How many hours are startup team members working on average? - glord

40, 60, 80, 100+
======
dzink
Every waking minute and then some (slept 2 hrs per night several days this
week). The trick is getting "high-impact" hours in. That's a scrappy basic
solution that solves a time-consumic problem. The witty action that draws in a
bunch of new users. The half-lucky-half-prepared encounter with the right
person who can help with something. I try to find those "amplified" hours and
celebrate on the inside every time I can get a normal week's worth of work in
a day. It feels like you're cheating death.
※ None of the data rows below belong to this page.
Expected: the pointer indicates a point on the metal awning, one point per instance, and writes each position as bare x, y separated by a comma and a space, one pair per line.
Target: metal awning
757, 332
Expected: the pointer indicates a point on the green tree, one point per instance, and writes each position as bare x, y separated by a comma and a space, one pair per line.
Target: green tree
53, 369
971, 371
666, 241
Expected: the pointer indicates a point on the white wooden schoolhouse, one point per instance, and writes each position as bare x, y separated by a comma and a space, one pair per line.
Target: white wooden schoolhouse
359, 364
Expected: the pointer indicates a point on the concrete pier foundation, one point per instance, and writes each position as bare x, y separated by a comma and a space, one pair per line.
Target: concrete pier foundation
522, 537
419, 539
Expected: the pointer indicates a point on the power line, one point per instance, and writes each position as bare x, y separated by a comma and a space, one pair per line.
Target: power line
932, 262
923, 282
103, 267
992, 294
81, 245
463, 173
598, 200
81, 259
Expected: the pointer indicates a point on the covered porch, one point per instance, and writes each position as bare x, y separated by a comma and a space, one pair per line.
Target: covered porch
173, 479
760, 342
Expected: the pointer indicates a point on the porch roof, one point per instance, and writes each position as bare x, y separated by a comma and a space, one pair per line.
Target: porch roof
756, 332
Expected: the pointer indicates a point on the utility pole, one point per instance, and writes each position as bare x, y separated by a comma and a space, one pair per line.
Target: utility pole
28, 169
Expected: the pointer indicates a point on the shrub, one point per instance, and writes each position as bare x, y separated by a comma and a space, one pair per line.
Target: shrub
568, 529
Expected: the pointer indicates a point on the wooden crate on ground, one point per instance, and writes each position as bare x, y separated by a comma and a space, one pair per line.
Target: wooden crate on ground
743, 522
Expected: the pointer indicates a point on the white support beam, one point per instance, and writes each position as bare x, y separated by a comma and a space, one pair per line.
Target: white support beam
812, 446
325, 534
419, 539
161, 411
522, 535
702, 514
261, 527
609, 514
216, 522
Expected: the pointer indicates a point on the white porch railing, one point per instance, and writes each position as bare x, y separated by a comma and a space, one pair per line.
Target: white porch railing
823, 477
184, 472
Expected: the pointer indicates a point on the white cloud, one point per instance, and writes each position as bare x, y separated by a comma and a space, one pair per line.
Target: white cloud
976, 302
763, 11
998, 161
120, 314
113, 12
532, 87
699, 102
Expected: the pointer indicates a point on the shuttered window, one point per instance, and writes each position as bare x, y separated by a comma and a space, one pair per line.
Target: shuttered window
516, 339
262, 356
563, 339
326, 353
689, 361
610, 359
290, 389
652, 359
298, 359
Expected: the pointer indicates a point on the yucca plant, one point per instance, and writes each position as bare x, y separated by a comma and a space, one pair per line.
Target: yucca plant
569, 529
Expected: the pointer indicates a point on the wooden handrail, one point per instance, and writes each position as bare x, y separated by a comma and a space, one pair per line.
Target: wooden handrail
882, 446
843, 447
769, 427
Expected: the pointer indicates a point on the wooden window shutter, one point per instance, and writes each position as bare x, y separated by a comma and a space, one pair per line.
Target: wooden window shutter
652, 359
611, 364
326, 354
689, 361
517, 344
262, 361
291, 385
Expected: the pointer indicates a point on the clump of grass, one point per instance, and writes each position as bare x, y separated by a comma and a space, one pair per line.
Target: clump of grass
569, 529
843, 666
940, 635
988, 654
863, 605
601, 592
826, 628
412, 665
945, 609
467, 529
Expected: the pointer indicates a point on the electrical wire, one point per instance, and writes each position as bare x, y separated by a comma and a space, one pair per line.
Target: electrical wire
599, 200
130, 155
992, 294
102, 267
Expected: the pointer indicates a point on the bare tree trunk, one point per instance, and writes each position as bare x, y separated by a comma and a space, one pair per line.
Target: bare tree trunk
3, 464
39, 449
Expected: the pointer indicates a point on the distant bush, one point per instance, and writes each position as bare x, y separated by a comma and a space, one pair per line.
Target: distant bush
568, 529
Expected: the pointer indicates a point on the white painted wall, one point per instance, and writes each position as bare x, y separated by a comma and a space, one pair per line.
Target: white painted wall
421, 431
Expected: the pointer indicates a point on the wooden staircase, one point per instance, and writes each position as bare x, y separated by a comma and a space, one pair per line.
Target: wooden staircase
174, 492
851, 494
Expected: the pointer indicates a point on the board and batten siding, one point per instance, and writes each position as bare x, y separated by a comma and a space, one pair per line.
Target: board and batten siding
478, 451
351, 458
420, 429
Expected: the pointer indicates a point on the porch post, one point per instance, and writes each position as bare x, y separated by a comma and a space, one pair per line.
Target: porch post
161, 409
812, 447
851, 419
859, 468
The rest of the time I am fitting in the full-time days of 3 people in one 24
hour period. One is a student and two are tech and business founders of a
startup that just took off with customers (trying to keep up the 10% growth
daily while raising engagement rates).

------
liamgooding
I don't do more than a 40 hour week... there's no point in overworking,
becoming emotionally strained, physically weak, risking depression, taking
time away from socialising (networking), reading for pleasure (which rewires
my creative processes)

Honestly, the amount of times I see entrepreneurs flaunting a badge of honour
that they work 5am to 11pm, and then they wonder why they're fat, have spotty
skin, no girl to warm their bed and only 6 friends to call on when times get
bad... Working in a startup takes SO MUCH MORE soft skills and attributes that
come from being out there living in the world.
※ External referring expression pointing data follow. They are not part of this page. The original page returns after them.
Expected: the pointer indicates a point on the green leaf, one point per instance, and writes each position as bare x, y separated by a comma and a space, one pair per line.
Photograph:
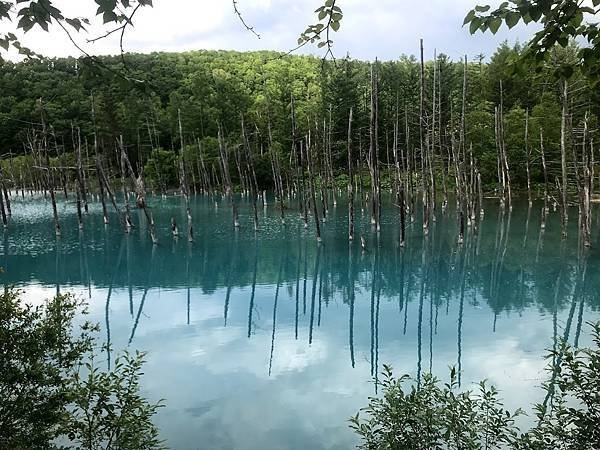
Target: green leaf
535, 12
475, 24
494, 24
109, 16
469, 17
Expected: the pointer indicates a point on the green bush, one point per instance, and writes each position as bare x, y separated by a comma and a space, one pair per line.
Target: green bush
50, 390
423, 414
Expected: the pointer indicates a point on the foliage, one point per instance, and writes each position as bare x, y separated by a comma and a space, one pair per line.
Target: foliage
51, 392
571, 419
562, 21
43, 13
107, 410
421, 414
210, 88
40, 345
428, 416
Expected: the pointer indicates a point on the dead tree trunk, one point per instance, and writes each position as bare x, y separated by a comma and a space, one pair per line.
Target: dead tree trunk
251, 175
545, 170
183, 177
563, 158
350, 181
312, 188
527, 158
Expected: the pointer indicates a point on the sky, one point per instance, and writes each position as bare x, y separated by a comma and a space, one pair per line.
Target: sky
384, 29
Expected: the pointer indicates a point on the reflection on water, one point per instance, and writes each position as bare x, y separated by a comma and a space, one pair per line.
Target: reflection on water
267, 340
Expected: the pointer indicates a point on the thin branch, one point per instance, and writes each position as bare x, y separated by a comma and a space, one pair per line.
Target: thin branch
239, 14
If you're never in the world, how are you going to fix any of it's problems?

------
efremjw
the guys who care are probably working nonstop...anyone with skin in the game
(meaningful equity) will work their asses off. but this doesn't translate
cleanly into hours worked. i also somewhat harshly believe that lazy founders
should forfeit the equity and quit altogether. tech guys focus in spurts and
work whenever they want (as they should!); and if they know what they're
doing, they also properly manage the risk of burn out. so a tech guy who's
hustling will prob code for ~40 hours but also do a ton of background research
and toying around throughout the week to make his product better. non-tech
guys consider networking work, so the number of hours doesn't mean much.
working that biz dev relationship from 10pm-2am doesn't count! i've certainly
seen teams come together and work insane hours to meet a deadline, or fix
problems...but unless you want to see tons of mistakes, this type of schedule
is hardly sustainable. as a rule: in a normal environment, balance is crucial.

------
qhoc
1 million hours or 5min. Depending on the timeframe to average to.